Cette histoire d’amour entre shopping et art n’est pas nouvelle. Déjà, au XIXe siècle, le magasin flirtait doucement avec le monde de l’art. Le lieu, fondé par les mordus de peinture Aristide et Marguerite Boucicaut, inaugurait même en 1875 une galerie des Beaux-Arts vouée à exposer les refusés du Salon du même nom. Outsider un brin provoc, le Bon Marché ? Racheté en 1984 par le groupe LVMH, le 24 de la rue de Sèvres perpétue cette tradition d’amateurs d’art en lançant une collection d’art contemporain en 1989, élargie au mobilier et au design en 2012 et aujourd’hui constituée d’une cinquantaine de pièces disséminées dans l’établissement.

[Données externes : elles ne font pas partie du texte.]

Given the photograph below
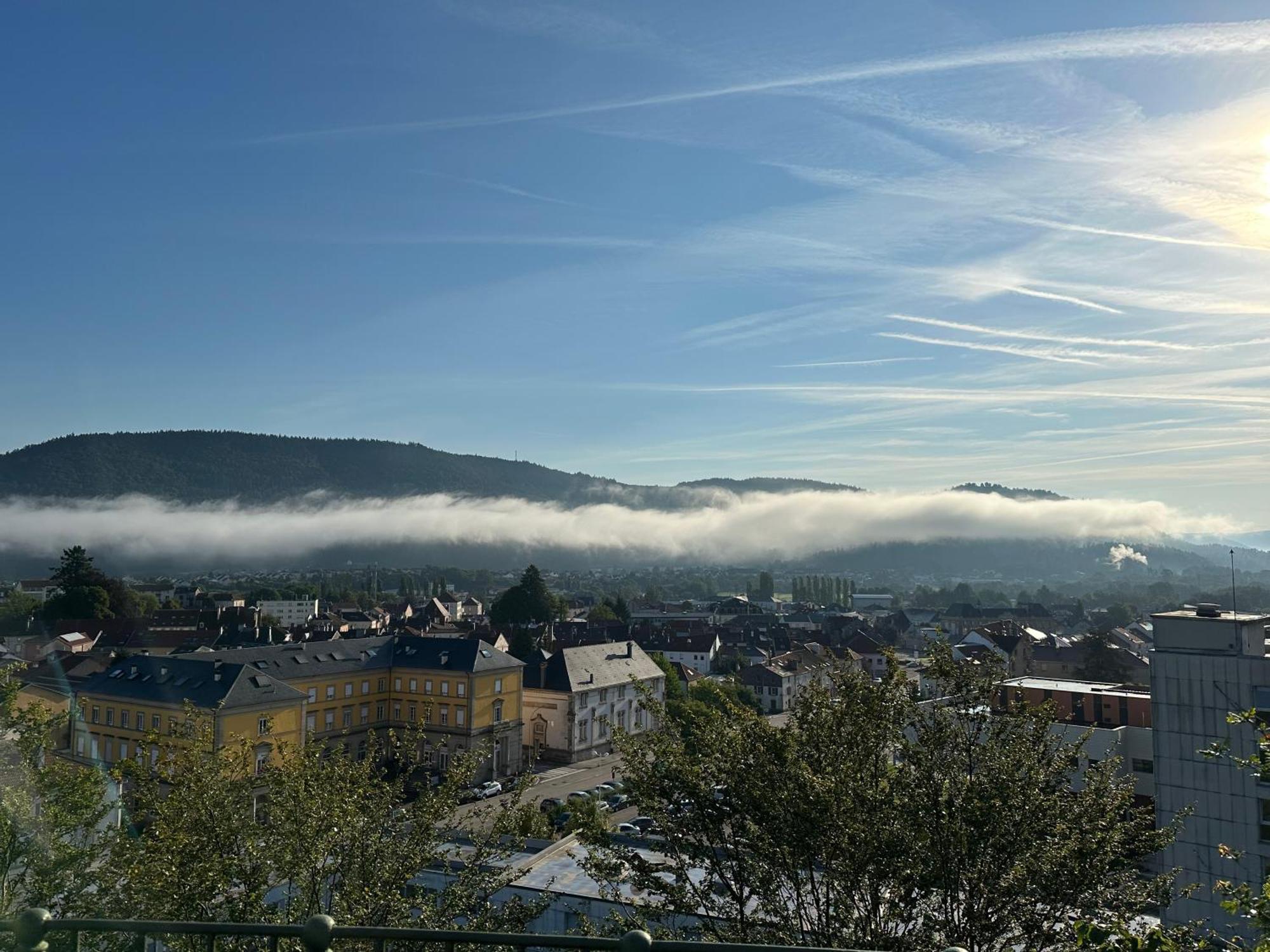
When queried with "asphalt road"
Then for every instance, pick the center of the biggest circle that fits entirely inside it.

Andy Warhol le disait : “Les grands magasins vont devenir des musées et les musées des grands magasins.” Si acheter une affiche ou un bouquin à la sortie d’une expo n’a rien d’exceptionnel, s’émerveiller devant des toiles alors qu’on fait ses emplettes est bien moins banal. Et pourtant, lorsque l’on se balade au Bon Marché, même les bras chargés de fringues, c’est toujours avec un regard attentif, car chaque rayon peut dissimuler une œuvre d’art. Une peinture de Jean-Michel Alberola derrière une caisse de la librairie, une table d’Angelo Mangiarotti transformé en présentoir à vêtements au sous-sol, une toile monumentale signée François Mendras au 2e étage : tous les espaces peuvent se transformer instantanément en galerie d’art. Pour les découvrir, vous avez le choix : tomber dessus par hasard avec votre caddie ou bien vous inscrire à une visite guidée dans le magasin chaque dernier dimanche du mois. A la manière d’un vrai musée, quoi.

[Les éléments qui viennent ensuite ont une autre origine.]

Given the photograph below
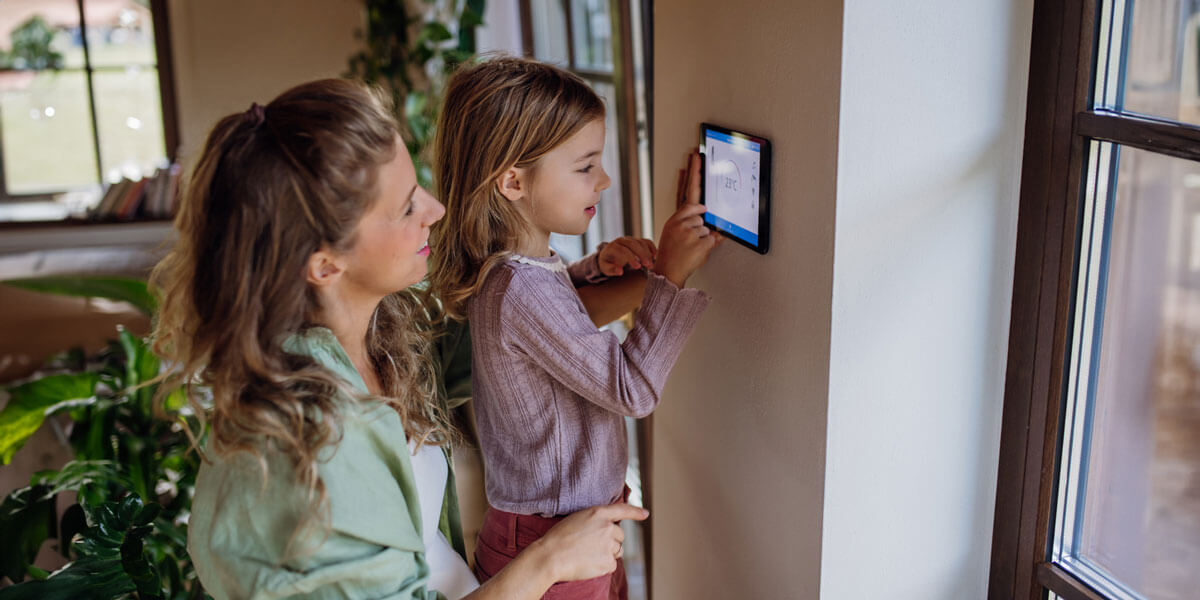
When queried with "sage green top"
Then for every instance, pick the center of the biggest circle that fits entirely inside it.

Mais ce qui a vraiment fait du Bon Marché un centre d’art (presque) comme les autres, c’est cette fameuse carte blanche lancée en 2016. L’idée, elle, est bien plus vieille. En 1873, Aristide Boucicaut décidait d’insuffler un peu de peps dans ses rayons du mois de janvier, déserts après les fêtes, en proposant de solder des stocks de linges blancs. Ce “mois du blanc” est aujourd’hui celui d’une expo visant à générer du trafic d’une façon originale et à amener un public pas nécessairement branché art à se confronter à des œuvres de qualité. “Exposer au Bon Marché rive gauche, c’est user d’un nouveau média, le grand magasin, pour aller à la rencontre d’un autre public, aussi large que celui d’un musée”, estimait d’ailleurs l’artiste chinois Ai Weiwei en 2016, auteur de la première expo “carte blanche”.
Depuis, les gros blazes sont invités tour à tour à investir l’immense espace central avec pour seule contrainte de ne pas réaliser d'œuvre politique. Depuis Ai Weiwei, les expos d’exception s'enchaînent, remplaçant presque la biennale Monumenta du Grand Palais qui n’a pas eu lieu depuis 2016, l’espace étant en travaux jusqu’en 2024. Sous le ciel de Leandro Erlich en 2018, Branco Luz de Joana Vasconcelos en 2019, le studio Nendo d’Oki Sato en 2020, ou encore L'Amazone érogène de Prune Nourry en 2021… Le Bon Marché devrait-il être renommé le “Beau Marché” ? Une chose est sûre, plus qu’un magasin, c’est bel et bien un espace qui compte dans le paysage artistique parisien.